Progression to the top flight would complete an epic journey and if he and his Reds team-mates do manage to gatecrash the play-offs and somehow surpass their extraordinary feats of last season, it would represent one of the most romantic footballing stories of recent times.

Alongside Watkins, others such as Marc Roberts and Angus MacDonald have been brought up in the hard footballing school of the non-league circuit.

Several others have also grafted for everything they have got after starting their careers in unheralded surroundings.

Barnsley’s play-off hopes may represent a long shot, but if hunger and desire counts for anything among a collective set of players, they will have few peers.

Hunger is to be found in abundance in Watkins, mindful of the rise of his friend and team-mate at Hereford in Sam Clucas, whose has risen to the big time at Hull City.

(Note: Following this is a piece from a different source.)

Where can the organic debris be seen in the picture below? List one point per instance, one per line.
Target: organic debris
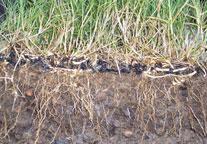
(68, 63)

It is something he is ravenous to replicate.

On aiming for the top flight, Watkins said: “Others have done it.

“There is Jamie Vardy and Sam Clucas, who is my mate. It is do-able and definitely the aim. That is the dream.

“Our players appreciate it more. This is a good league with good stadiums and lots of fans and good pitches. But there is no point getting here and being happy.

“You want to get to the top as high as possible and that is want we all want to do. We are hungry for more.

“In football, you get a lot of hype. At the end of the day, we can beat any team on our day, if we are at it.”

The confidence that Watkins displays is not borne out of brashness, with performances backing up his belief that Barnsley are bona fide play-off contenders.

Unfortunate not to take three points at Reading last weekend, the Reds comprehensively beat Aston Villa in midweek.

Rival supporters may have viewed that result as a head-turning one, but it was no surprise to those in the Barnsley dressing room.

The likes of Leeds and Derby can also attest to their credentials.

Watkins said: “At the end of the day, it is 11 versus 11 and we are all human beings.

“I am not interested in all this hype people get from other clubs. I believe we can beat anyone on our day.

“I would be disappointed if we don’t reach the play-offs, but we have got to be at it.

“Like we did against Leeds. With that intensity, no one can live with us.

“We have all got to knuckle down and it is three months of living it 24/7. It is the opportunity of a lifetime.

“I am not saying it is going to happen, but we have got to aim for it.”